I can open up somebody else's shared contacts and I'll find out pretty quickly whether or not I have permission to do so. If I click Open Shared Contacts from the ribbon, I can either type in the name or click Name and choose from my company directory of somebody whose contacts I want to open. I highlight their name and click OK. If I click OK again it's either going to open up the contacts or let me know that I currently don't have permission to view their contacts. It's going to ask me if I want to ask Akee if I can share her contacts, so I can see them.
I'm going to say Yes. This is me requesting permission to view her contacts. If I hit Send, Akee is going to get that request in her inbox and can answer it directly. Something else I can do is share just an individual contact. I'm going to take Laverne and come up here to Forward Contact on the ribbon. Now there's two options. I can forward it As a Business Card which will send it with a file attachment that other mail programs can read or As an Outlook Contact if I know the other user uses Outlook.
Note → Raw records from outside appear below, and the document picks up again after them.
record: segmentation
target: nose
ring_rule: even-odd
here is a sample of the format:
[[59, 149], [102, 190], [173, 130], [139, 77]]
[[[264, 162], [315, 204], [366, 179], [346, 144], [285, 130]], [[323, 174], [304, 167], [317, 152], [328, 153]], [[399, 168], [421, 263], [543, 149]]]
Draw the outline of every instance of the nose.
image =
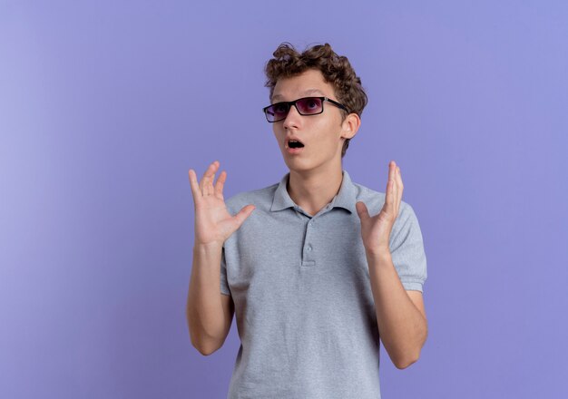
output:
[[288, 112], [288, 115], [286, 115], [286, 119], [284, 120], [284, 129], [298, 129], [300, 123], [301, 115], [298, 112], [298, 109], [295, 105], [292, 105]]

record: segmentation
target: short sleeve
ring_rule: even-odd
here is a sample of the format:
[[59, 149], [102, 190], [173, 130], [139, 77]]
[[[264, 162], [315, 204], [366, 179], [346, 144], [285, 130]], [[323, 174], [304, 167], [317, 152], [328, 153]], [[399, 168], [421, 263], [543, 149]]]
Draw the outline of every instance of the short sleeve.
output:
[[427, 272], [422, 232], [414, 209], [405, 202], [393, 226], [390, 253], [405, 289], [423, 292]]
[[224, 295], [230, 295], [230, 289], [229, 289], [229, 283], [227, 282], [227, 263], [225, 260], [225, 247], [220, 255], [220, 293]]

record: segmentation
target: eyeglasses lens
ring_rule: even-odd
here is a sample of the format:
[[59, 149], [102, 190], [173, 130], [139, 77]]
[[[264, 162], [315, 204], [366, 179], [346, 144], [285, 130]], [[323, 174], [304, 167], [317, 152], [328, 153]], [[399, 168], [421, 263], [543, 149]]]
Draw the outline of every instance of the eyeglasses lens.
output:
[[321, 99], [317, 97], [308, 97], [299, 100], [296, 106], [299, 113], [303, 115], [310, 115], [321, 112]]
[[[323, 102], [318, 97], [306, 97], [296, 102], [296, 108], [300, 115], [314, 115], [321, 113]], [[286, 119], [290, 110], [290, 104], [279, 102], [266, 109], [266, 116], [269, 122]]]

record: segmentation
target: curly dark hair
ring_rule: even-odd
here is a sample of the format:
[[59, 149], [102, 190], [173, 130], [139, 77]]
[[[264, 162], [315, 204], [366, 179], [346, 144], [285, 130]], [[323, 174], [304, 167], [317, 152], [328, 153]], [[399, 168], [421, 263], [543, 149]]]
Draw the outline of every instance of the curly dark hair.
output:
[[[265, 86], [270, 89], [270, 99], [279, 79], [317, 69], [321, 72], [324, 80], [333, 85], [338, 101], [348, 108], [348, 112], [342, 111], [343, 120], [348, 113], [357, 113], [361, 117], [367, 102], [361, 79], [355, 73], [349, 60], [338, 55], [328, 44], [314, 45], [300, 54], [289, 43], [282, 43], [272, 55], [274, 58], [267, 62], [264, 69], [267, 76]], [[349, 139], [346, 139], [341, 158], [348, 146]]]

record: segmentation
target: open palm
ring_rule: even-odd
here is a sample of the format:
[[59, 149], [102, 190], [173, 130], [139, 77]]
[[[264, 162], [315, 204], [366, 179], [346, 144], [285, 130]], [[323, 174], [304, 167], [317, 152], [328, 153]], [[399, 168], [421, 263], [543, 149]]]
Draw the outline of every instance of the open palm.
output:
[[220, 163], [212, 162], [198, 182], [195, 170], [190, 170], [190, 184], [195, 205], [195, 244], [222, 246], [245, 219], [250, 216], [255, 207], [247, 205], [239, 213], [231, 216], [223, 198], [223, 186], [227, 172], [223, 170], [213, 185], [215, 173]]

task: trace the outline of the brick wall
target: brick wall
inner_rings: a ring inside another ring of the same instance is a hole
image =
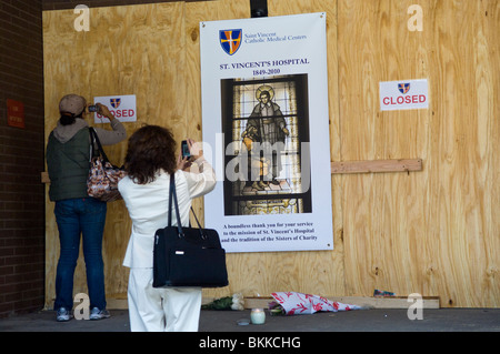
[[[44,186],[41,0],[0,2],[0,317],[43,306]],[[7,100],[24,107],[8,125]]]

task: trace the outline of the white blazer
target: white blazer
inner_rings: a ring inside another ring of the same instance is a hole
[[[191,200],[209,193],[216,186],[212,166],[202,161],[201,173],[176,172],[176,192],[182,226],[189,225]],[[196,164],[193,164],[196,166]],[[134,183],[126,176],[118,183],[118,190],[132,220],[132,233],[127,246],[123,265],[128,267],[152,267],[154,233],[168,224],[170,175],[160,171],[153,182]],[[172,203],[173,206],[173,203]],[[172,208],[172,225],[177,225]]]

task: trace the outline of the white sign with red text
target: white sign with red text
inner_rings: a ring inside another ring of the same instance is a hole
[[[429,108],[427,79],[380,82],[380,110],[419,110]]]
[[[97,103],[104,104],[120,122],[137,121],[136,94],[97,97],[93,98],[93,104]],[[109,120],[106,117],[96,113],[94,122],[108,123]]]

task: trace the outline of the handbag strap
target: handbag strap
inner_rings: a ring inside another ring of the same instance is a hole
[[[104,160],[104,162],[109,162],[104,149],[102,149],[101,141],[99,140],[97,131],[92,127],[89,127],[89,133],[90,133],[90,149],[91,149],[90,159],[92,159],[93,156],[93,142],[96,142],[98,144],[98,150],[99,153],[102,155],[102,159]]]
[[[173,205],[176,208],[176,214],[177,214],[177,229],[179,231],[179,235],[183,236],[184,233],[182,232],[182,224],[180,221],[180,213],[179,213],[179,204],[177,201],[177,192],[176,192],[176,178],[174,173],[170,174],[170,191],[169,191],[169,226],[172,226],[172,200]],[[203,233],[203,229],[200,225],[200,222],[198,221],[197,214],[194,213],[194,210],[191,206],[191,213],[194,215],[194,220],[197,221],[198,229],[200,230],[201,237],[206,239],[207,236]]]

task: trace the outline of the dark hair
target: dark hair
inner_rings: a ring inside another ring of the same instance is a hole
[[[61,118],[59,119],[59,121],[61,122],[62,125],[70,125],[72,123],[74,123],[74,121],[77,120],[77,118],[74,117],[74,114],[71,113],[61,113]]]
[[[156,173],[162,169],[176,172],[176,140],[172,132],[158,125],[144,125],[129,139],[124,169],[139,184],[154,181]]]

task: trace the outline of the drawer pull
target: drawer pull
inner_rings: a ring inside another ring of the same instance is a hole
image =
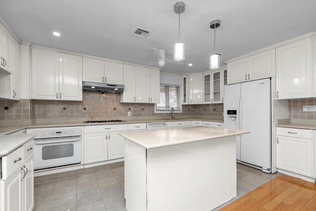
[[[20,161],[22,160],[22,158],[21,158],[21,157],[19,157],[19,158],[18,158],[17,159],[15,159],[14,160],[14,162],[13,162],[13,163],[15,163],[16,162],[17,162],[18,161]]]

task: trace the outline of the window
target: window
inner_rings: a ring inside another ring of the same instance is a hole
[[[160,84],[160,102],[156,104],[155,113],[169,113],[171,108],[181,112],[180,85]]]

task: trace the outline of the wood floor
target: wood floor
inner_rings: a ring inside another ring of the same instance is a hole
[[[220,211],[316,211],[316,183],[282,174]]]

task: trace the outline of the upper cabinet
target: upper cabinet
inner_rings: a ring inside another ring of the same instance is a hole
[[[204,103],[224,102],[224,86],[227,84],[227,70],[225,67],[203,74]]]
[[[124,92],[121,102],[159,102],[159,71],[124,65]]]
[[[312,40],[310,37],[276,48],[276,99],[313,97]]]
[[[82,65],[83,81],[123,84],[122,64],[83,57]]]
[[[82,57],[32,49],[32,99],[82,100]]]
[[[267,50],[227,64],[228,84],[270,78],[275,73],[275,50]]]

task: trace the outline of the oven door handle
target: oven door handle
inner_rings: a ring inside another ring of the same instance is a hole
[[[80,138],[67,138],[66,139],[51,139],[51,140],[43,140],[40,141],[34,141],[34,144],[46,144],[51,143],[58,143],[62,142],[74,142],[75,141],[79,141]]]

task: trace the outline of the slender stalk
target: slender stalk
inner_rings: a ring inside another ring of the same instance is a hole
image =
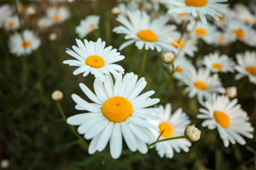
[[[170,74],[168,79],[167,79],[165,83],[160,87],[159,90],[157,92],[157,97],[159,97],[162,94],[163,91],[167,88],[170,81],[172,80],[172,77],[173,76],[173,74],[175,72],[175,67],[174,67],[173,63],[172,63],[172,71],[171,74]]]
[[[156,144],[157,144],[157,143],[159,142],[163,142],[163,141],[170,141],[170,140],[173,140],[173,139],[184,139],[186,138],[185,136],[176,136],[176,137],[172,137],[172,138],[166,138],[166,139],[161,139],[161,140],[159,140],[159,141],[156,141],[151,144],[150,144],[148,146],[148,148],[155,145]]]
[[[146,67],[147,57],[147,51],[146,50],[144,50],[143,56],[142,58],[142,61],[139,74],[140,76],[141,76],[144,73],[145,67]]]
[[[77,138],[80,140],[80,141],[81,141],[83,145],[84,145],[84,146],[86,147],[86,148],[88,148],[88,144],[87,143],[87,142],[83,138],[82,138],[82,137],[76,132],[75,128],[74,128],[73,126],[72,126],[72,125],[69,125],[69,124],[68,124],[67,123],[67,117],[66,117],[66,115],[65,115],[65,113],[64,113],[63,110],[62,110],[61,105],[60,104],[60,101],[56,101],[56,103],[57,103],[58,108],[59,108],[60,112],[60,113],[61,113],[61,116],[62,116],[62,118],[63,118],[63,120],[65,120],[65,122],[66,122],[67,125],[69,127],[69,128],[71,129],[71,131],[72,131],[72,132],[76,135],[76,136],[77,137]]]

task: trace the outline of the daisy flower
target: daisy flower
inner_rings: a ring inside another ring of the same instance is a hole
[[[210,53],[204,57],[202,64],[212,73],[234,72],[235,62],[225,54]]]
[[[140,96],[147,82],[144,78],[138,81],[138,76],[127,73],[122,78],[119,73],[115,84],[109,74],[105,75],[104,83],[99,79],[94,81],[94,94],[85,85],[80,87],[87,97],[95,103],[89,103],[76,94],[72,97],[78,110],[87,110],[68,118],[68,124],[79,125],[78,133],[84,134],[86,139],[92,139],[90,154],[97,150],[102,151],[109,141],[110,153],[113,159],[121,155],[122,136],[132,152],[137,150],[146,153],[146,143],[154,139],[149,128],[159,131],[158,127],[149,123],[147,119],[159,120],[154,115],[163,112],[159,108],[146,108],[159,102],[159,99],[150,99],[154,91]]]
[[[76,32],[78,34],[80,38],[83,38],[89,33],[99,29],[99,16],[89,15],[80,22],[79,25],[76,27]]]
[[[18,57],[31,53],[41,44],[40,39],[32,31],[26,29],[21,34],[14,34],[9,41],[10,52]]]
[[[116,49],[112,49],[111,46],[105,48],[106,42],[102,41],[100,38],[97,42],[88,42],[84,39],[84,43],[80,39],[76,39],[76,41],[78,47],[73,45],[74,52],[67,48],[66,52],[77,60],[63,61],[64,64],[69,66],[79,67],[74,71],[74,75],[84,73],[83,76],[86,76],[91,73],[103,81],[105,74],[111,73],[115,76],[118,72],[124,73],[122,66],[113,64],[123,60],[124,56],[120,55]]]
[[[8,4],[4,4],[0,6],[0,28],[4,25],[6,18],[12,15],[12,11],[11,7]]]
[[[200,102],[204,97],[209,97],[213,94],[225,92],[217,74],[211,75],[209,70],[203,68],[199,69],[197,72],[192,69],[191,72],[191,76],[185,81],[188,86],[185,91],[189,93],[189,98],[197,95],[197,99]]]
[[[161,105],[159,108],[164,109],[164,107]],[[159,131],[152,131],[156,138],[164,131],[159,140],[184,135],[186,127],[190,123],[188,117],[182,111],[182,108],[179,108],[172,114],[170,103],[166,104],[164,111],[159,115],[162,118],[162,122],[152,122],[155,126],[159,128]],[[191,146],[191,143],[188,139],[180,139],[157,143],[156,145],[156,150],[160,157],[163,157],[165,155],[167,158],[171,159],[173,157],[173,150],[178,153],[180,152],[181,150],[188,152]]]
[[[202,114],[197,115],[198,118],[206,119],[203,122],[203,127],[209,129],[217,127],[224,146],[228,147],[229,142],[235,144],[244,145],[245,140],[242,136],[252,139],[253,131],[247,113],[243,111],[237,99],[230,101],[226,96],[213,95],[204,103],[205,108],[199,110]]]
[[[62,23],[70,16],[70,12],[65,7],[49,8],[47,10],[46,14],[52,20],[53,24]]]
[[[218,20],[221,15],[220,11],[225,9],[228,4],[221,3],[227,0],[164,0],[168,6],[172,6],[168,13],[190,13],[194,17],[199,17],[201,21],[207,24],[206,15],[209,15]]]
[[[235,79],[237,80],[247,76],[250,81],[256,84],[256,52],[246,51],[244,53],[237,53],[236,57],[238,65],[235,69],[239,73]]]
[[[175,31],[175,25],[166,24],[169,20],[168,17],[162,16],[151,21],[150,17],[145,11],[128,11],[127,14],[129,20],[121,15],[116,18],[124,26],[113,29],[118,34],[126,34],[125,39],[130,39],[120,46],[120,50],[133,43],[140,50],[145,46],[147,50],[156,48],[157,52],[161,52],[163,48],[169,51],[176,50],[170,45],[172,42],[168,38],[177,36],[179,33]]]

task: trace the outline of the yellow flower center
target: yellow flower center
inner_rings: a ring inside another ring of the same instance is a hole
[[[105,117],[115,122],[125,120],[132,115],[132,110],[131,102],[120,96],[108,99],[102,106],[102,113]]]
[[[179,73],[182,73],[183,69],[182,67],[180,67],[180,66],[178,66],[176,69],[176,71],[178,72]]]
[[[233,30],[233,32],[236,34],[238,38],[243,39],[244,38],[244,32],[241,29],[234,29]]]
[[[204,28],[199,27],[196,29],[196,33],[201,36],[204,36],[207,34],[207,32]]]
[[[60,19],[61,19],[61,17],[58,15],[56,15],[52,17],[52,21],[54,22],[58,22],[60,21]]]
[[[8,25],[9,27],[12,28],[13,27],[14,27],[14,25],[15,25],[14,21],[9,22]]]
[[[221,43],[224,43],[225,41],[226,41],[226,38],[224,35],[220,35],[219,36],[219,41]]]
[[[207,4],[207,0],[186,0],[185,3],[188,6],[202,7]]]
[[[214,113],[215,120],[223,128],[227,128],[230,125],[228,116],[221,111],[215,111]]]
[[[196,87],[199,90],[204,90],[207,89],[207,85],[205,82],[202,81],[197,81],[194,83],[194,85],[195,87]]]
[[[102,57],[99,55],[91,55],[85,60],[85,63],[92,67],[100,68],[104,66],[105,62]]]
[[[142,41],[148,41],[148,42],[155,42],[157,41],[157,36],[151,30],[145,29],[140,31],[137,36]]]
[[[21,46],[22,46],[23,48],[28,48],[28,47],[30,46],[30,45],[31,45],[30,41],[27,41],[27,40],[24,41],[21,43]]]
[[[164,138],[170,138],[173,134],[173,127],[168,122],[161,123],[158,127],[160,134],[164,130],[162,134],[162,136]]]
[[[176,43],[178,44],[178,45],[177,45],[175,43],[172,43],[172,45],[175,47],[179,49],[182,48],[183,46],[184,46],[184,41],[182,40],[179,39],[174,39],[174,42],[175,42]]]
[[[214,69],[221,70],[223,67],[223,66],[222,66],[222,64],[220,64],[220,63],[216,62],[216,63],[212,64],[212,68],[214,68]]]
[[[246,67],[246,70],[251,74],[253,74],[253,76],[256,76],[256,66],[248,66]]]

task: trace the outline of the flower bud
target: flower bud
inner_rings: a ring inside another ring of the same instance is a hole
[[[195,125],[189,125],[185,129],[184,135],[186,138],[191,142],[195,142],[199,140],[201,131],[195,127]]]
[[[114,14],[114,15],[118,15],[121,12],[121,11],[119,9],[119,8],[116,7],[116,6],[113,8],[111,11],[112,11],[112,13]]]
[[[229,98],[234,98],[236,96],[237,93],[237,88],[236,87],[232,86],[226,89],[227,96],[228,96]]]
[[[175,59],[175,55],[173,52],[167,52],[163,57],[163,61],[166,64],[173,63]]]
[[[52,99],[54,101],[59,101],[63,98],[63,94],[60,90],[56,90],[52,94]]]

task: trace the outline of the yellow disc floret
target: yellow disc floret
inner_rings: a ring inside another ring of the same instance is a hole
[[[201,90],[205,90],[207,89],[207,85],[202,81],[197,81],[194,83],[195,87]]]
[[[115,96],[108,99],[102,106],[102,113],[106,118],[114,122],[125,120],[132,113],[132,105],[125,97]]]
[[[212,68],[216,69],[218,70],[222,69],[222,68],[223,67],[221,64],[217,63],[217,62],[212,64]]]
[[[214,113],[215,120],[222,127],[227,128],[230,125],[230,119],[228,116],[221,111],[215,111]]]
[[[137,34],[137,36],[142,41],[148,41],[148,42],[155,42],[157,41],[157,36],[151,30],[145,29],[140,31]]]
[[[102,57],[99,55],[91,55],[88,57],[85,63],[92,67],[100,68],[104,66],[105,62]]]
[[[249,72],[251,74],[256,76],[256,66],[250,66],[246,67],[246,70]]]
[[[185,3],[188,6],[193,6],[196,7],[202,7],[207,4],[207,0],[186,0]]]
[[[164,138],[170,138],[173,134],[173,127],[168,122],[161,123],[158,127],[160,129],[160,134],[164,130],[162,134],[162,136]]]

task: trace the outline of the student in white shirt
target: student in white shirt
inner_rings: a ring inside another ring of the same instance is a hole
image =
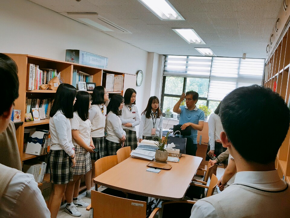
[[[211,115],[208,119],[208,137],[209,140],[205,156],[205,160],[207,161],[213,159],[214,156],[216,157],[217,157],[221,154],[227,150],[227,148],[223,147],[220,137],[221,132],[224,131],[219,115],[220,107],[222,102],[221,101],[220,103],[214,111],[214,113]],[[227,159],[220,163],[223,164],[224,167],[225,168],[227,165]],[[216,175],[217,169],[218,165],[214,164],[211,170],[211,175],[212,173]],[[211,175],[210,176],[211,177]]]
[[[95,177],[95,162],[96,160],[108,155],[105,140],[107,107],[105,104],[109,101],[109,95],[105,87],[98,86],[95,88],[92,101],[92,106],[89,110],[89,117],[92,124],[92,137],[94,145],[98,150],[97,152],[91,153],[92,166],[91,186],[91,189],[94,190],[95,184],[92,180]],[[87,176],[87,174],[85,176],[85,177]],[[85,180],[86,180],[85,178]],[[91,198],[89,190],[87,190],[86,196]]]
[[[117,151],[124,147],[126,139],[126,133],[122,128],[122,122],[119,117],[122,114],[124,106],[124,98],[117,94],[113,96],[108,105],[106,119],[106,143],[109,155],[116,155]]]
[[[140,117],[136,106],[136,94],[134,89],[127,89],[124,95],[124,107],[122,109],[120,118],[122,127],[126,133],[124,147],[131,147],[131,150],[137,147],[137,136],[135,127],[140,124]]]
[[[143,139],[153,139],[162,135],[163,125],[162,113],[159,107],[159,100],[151,96],[147,106],[141,114],[139,128],[139,142]]]
[[[237,167],[234,182],[198,201],[191,217],[288,217],[290,187],[275,167],[289,128],[284,100],[257,85],[240,87],[225,97],[219,114],[221,140]]]
[[[18,72],[14,61],[6,54],[0,53],[0,77],[9,81],[3,83],[2,86],[0,134],[4,133],[9,125],[13,103],[19,96]],[[13,135],[12,135],[14,138]],[[14,147],[7,143],[0,145],[1,148],[8,146],[11,147],[8,149],[12,149]],[[3,149],[1,150],[5,155]],[[14,151],[14,159],[20,158],[19,153],[18,154]],[[10,163],[7,163],[10,165]],[[50,217],[50,213],[33,175],[9,167],[5,165],[5,162],[2,164],[0,164],[0,217]]]
[[[76,156],[69,119],[73,116],[76,95],[76,89],[73,86],[61,84],[49,114],[50,150],[48,164],[53,188],[50,196],[48,208],[52,218],[56,217],[66,184],[72,179],[72,167],[76,163]],[[72,207],[72,210],[77,210],[75,206]]]
[[[85,174],[88,181],[86,181],[87,190],[91,189],[92,163],[90,152],[95,152],[95,146],[91,136],[91,121],[89,119],[89,108],[91,106],[91,95],[83,91],[78,92],[76,101],[73,106],[73,117],[70,119],[72,144],[75,147],[76,164],[72,168],[73,180],[66,186],[66,206],[65,211],[74,216],[81,216],[78,211],[72,211],[71,205],[86,207],[89,204],[79,197],[81,179]],[[73,204],[72,203],[73,203]]]

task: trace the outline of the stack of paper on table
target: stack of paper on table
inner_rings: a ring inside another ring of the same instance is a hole
[[[139,143],[139,145],[136,149],[155,151],[158,149],[158,146],[156,144],[157,143],[156,141],[154,140],[144,139],[141,142]]]
[[[155,158],[155,153],[154,151],[138,149],[132,150],[131,152],[131,156],[132,157],[153,160]]]

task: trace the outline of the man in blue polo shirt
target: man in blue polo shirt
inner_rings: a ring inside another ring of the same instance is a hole
[[[186,106],[180,106],[180,103],[184,99]],[[202,130],[205,122],[205,113],[195,105],[198,99],[198,94],[197,92],[189,91],[185,94],[182,94],[179,101],[173,107],[174,112],[180,114],[179,124],[182,124],[182,130],[185,129],[188,126],[191,127],[191,134],[188,136],[185,136],[183,137],[189,137],[192,140],[193,146],[190,149],[192,151],[191,152],[192,153],[188,154],[194,156],[197,149],[197,130]]]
If I select As a Business card, it's going to pop open an email, it's going to give me her business card here, but it's also going to send an attachment. This is so the other person can import it into their program. I can send it just like any other email. Lastly, I can send in an entire group to somebody if they're using Outlook. I can highlight a group in the address book, go up to Forward Contact and this time As a Business Card isn't even an option. I can only choose As an Outlook Contact.
I can choose somebody in my company directory and it's attaching the entire group. If I hit Send, Akee will be able to import this directly into her contact list. So those are some neat ways to share your contact data with other people.